Bristol-Myers Squibb Company (NYSE: BMY) and Lonza today announced a multi-year expansion of their existing biologics manufacturing agreement. The contract expansion will include the production of commercial quantities of a second Bristol-Myers Squibb biologic medicine at Lonza’s mammalian manufacturing facility in Portsmouth, New Hampshire. Financial terms were not disclosed.
Biologic medicines that treat serious diseases are an integral part of Bristol-Myers Squibb’s specialty care portfolio and R&D pipeline. Bristol-Myers Squibb and Lonza have been collaborating since 2003 to produce commercial supplies of a biologics medicine marketed by Bristol-Myers Squibb worldwide. Currently, Lonza also produces clinical supplies of an investigational biologics medicine for Bristol-Myers Squibb.
“Our expanded relationship with Lonza is an important example of our global manufacturing strategy to meet anticipated demand for our commercial biologics portfolio and prepare to bring our late-stage clinical assets to patients by supplementing our in-house manufacturing capabilities,” said Lou Schmukler, President, Global Manufacturing & Supply, Bristol-Myers Squibb.

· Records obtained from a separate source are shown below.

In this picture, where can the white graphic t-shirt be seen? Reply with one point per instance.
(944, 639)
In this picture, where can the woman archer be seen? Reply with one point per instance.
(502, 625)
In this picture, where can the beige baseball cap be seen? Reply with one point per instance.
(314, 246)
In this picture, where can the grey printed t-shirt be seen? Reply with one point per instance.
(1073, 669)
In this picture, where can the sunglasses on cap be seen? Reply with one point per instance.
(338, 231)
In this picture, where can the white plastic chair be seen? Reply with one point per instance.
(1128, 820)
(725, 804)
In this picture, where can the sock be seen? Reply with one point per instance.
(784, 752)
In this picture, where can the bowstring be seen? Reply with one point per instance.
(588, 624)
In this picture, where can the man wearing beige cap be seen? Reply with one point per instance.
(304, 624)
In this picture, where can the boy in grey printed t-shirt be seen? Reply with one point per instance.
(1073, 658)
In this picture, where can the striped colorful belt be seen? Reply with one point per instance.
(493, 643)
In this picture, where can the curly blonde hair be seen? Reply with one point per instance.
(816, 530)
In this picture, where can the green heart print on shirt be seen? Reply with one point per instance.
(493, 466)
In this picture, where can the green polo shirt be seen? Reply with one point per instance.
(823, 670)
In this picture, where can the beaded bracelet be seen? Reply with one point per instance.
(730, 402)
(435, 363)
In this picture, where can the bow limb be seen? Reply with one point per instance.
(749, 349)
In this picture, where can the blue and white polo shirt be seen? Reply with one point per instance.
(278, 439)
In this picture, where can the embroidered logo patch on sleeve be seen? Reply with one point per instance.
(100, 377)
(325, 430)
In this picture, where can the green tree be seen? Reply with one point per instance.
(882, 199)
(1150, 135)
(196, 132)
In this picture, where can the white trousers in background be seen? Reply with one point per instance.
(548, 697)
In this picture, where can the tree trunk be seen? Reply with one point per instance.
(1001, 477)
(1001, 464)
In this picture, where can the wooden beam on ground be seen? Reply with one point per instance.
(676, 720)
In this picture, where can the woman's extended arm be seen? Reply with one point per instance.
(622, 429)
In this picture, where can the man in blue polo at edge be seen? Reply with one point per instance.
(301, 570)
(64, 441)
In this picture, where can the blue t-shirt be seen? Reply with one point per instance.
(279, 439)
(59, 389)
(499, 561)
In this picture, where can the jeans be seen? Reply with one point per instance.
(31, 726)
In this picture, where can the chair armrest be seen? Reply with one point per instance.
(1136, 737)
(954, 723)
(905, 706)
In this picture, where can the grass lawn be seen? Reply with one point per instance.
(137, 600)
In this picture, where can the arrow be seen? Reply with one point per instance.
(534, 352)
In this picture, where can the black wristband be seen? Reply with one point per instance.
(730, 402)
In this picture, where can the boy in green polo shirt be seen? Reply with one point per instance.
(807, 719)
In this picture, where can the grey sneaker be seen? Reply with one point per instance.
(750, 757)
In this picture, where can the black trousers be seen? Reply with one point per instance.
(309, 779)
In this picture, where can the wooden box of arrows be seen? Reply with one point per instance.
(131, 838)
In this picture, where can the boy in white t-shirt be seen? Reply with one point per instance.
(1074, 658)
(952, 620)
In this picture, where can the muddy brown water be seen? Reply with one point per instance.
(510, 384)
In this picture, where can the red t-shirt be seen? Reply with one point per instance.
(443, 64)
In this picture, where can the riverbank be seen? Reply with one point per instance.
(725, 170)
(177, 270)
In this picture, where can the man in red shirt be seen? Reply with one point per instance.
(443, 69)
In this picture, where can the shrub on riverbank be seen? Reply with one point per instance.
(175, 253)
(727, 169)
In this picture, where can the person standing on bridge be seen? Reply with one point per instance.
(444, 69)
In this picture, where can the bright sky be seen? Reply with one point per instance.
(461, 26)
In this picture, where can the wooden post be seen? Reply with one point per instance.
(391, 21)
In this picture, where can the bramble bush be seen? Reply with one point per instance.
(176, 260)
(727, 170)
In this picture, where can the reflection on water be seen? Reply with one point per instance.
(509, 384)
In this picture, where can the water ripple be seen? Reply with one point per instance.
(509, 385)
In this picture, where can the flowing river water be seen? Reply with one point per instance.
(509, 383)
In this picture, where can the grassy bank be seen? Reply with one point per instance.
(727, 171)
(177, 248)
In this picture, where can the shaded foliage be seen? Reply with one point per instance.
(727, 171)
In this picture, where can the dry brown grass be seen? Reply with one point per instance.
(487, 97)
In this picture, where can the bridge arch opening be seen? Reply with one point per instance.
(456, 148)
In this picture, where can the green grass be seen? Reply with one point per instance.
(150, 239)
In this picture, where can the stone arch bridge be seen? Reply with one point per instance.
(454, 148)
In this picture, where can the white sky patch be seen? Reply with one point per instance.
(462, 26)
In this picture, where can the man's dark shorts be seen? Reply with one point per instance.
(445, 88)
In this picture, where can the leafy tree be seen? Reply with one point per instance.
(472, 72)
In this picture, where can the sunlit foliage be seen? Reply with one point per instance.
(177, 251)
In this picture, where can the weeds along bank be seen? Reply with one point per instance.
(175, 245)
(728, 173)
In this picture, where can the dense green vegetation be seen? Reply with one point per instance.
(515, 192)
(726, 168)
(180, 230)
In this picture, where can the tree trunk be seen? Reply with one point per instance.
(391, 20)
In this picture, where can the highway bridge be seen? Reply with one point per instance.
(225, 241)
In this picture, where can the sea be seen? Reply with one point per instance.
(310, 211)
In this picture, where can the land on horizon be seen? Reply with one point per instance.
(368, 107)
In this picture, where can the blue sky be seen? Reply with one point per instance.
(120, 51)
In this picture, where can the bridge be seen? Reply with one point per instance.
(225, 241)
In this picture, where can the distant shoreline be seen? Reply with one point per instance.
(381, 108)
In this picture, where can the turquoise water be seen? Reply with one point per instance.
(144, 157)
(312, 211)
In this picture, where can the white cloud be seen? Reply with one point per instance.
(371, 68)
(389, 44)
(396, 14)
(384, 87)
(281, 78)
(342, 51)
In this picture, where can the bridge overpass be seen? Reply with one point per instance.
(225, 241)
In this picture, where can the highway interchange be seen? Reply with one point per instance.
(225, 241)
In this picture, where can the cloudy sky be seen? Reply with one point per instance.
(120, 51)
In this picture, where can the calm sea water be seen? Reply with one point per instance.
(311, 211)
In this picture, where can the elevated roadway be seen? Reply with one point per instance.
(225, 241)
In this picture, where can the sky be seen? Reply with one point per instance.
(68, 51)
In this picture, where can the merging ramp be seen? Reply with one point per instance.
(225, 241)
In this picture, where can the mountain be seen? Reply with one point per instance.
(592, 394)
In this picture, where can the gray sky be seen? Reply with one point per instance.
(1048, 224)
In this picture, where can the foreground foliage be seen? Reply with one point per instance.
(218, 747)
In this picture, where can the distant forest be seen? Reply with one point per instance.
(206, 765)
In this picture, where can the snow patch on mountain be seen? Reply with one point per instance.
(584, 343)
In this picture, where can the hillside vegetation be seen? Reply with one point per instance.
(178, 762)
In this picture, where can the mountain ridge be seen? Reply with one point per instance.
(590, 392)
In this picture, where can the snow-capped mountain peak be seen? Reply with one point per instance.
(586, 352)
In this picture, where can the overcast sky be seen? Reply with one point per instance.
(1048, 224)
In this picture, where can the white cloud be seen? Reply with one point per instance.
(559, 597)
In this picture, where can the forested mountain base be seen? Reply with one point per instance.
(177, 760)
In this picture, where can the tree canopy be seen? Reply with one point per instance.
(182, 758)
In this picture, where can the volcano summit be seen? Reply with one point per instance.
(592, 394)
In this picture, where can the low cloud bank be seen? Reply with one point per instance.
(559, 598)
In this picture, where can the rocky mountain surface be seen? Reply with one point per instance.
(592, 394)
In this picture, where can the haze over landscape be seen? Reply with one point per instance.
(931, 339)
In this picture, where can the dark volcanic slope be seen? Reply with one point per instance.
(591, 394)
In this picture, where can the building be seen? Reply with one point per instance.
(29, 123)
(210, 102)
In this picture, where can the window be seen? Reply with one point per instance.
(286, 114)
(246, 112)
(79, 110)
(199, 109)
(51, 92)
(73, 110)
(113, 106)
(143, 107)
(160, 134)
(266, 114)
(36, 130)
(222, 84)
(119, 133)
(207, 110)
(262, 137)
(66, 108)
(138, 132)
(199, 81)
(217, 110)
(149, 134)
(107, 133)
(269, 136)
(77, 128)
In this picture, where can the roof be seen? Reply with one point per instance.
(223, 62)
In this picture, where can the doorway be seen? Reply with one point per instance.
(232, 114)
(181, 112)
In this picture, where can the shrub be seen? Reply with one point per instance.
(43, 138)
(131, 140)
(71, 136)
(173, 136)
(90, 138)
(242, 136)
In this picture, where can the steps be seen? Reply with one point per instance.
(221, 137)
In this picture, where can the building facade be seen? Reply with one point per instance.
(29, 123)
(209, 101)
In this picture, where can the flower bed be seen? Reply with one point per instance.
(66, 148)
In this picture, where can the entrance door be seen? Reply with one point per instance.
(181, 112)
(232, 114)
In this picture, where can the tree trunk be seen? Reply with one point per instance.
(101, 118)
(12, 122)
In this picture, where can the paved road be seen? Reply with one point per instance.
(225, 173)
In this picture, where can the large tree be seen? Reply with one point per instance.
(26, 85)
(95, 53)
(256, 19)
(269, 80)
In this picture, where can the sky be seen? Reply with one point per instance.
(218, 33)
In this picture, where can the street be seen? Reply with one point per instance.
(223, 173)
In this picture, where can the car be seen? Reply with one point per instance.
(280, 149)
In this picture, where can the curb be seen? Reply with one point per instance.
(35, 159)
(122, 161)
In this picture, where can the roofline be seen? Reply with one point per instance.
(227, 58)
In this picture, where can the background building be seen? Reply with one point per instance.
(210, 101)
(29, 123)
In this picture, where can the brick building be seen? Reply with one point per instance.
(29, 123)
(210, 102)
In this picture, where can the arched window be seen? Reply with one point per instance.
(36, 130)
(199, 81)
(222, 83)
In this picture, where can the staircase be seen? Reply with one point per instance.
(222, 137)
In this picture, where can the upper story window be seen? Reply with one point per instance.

Lonza’s development and manufacturing facilities offer proven expression systems and established platform processes for streamlined scale-up throughout the clinical pipeline. In addition to its state-of-the-art Portsmouth facility, Lonza offers three additional clinical-to-commercial mammalian production facilities in Tuas, Singapore; Porrino, Spain; and Slough, United Kingdom.
“We are pleased to extend our relationship with Bristol-Myers Squibb for the commercial production of their innovative drug-substance,” said Marc Funk, COO of Lonza’s Pharma & Biotech Segment. “This reinforces Lonza’s mission to support life-saving medicines by being a reliable supplier of Active Pharmaceutical Ingredients (APIs) for our customers with high-quality commercial GMP manufacturing services delivered to the market.”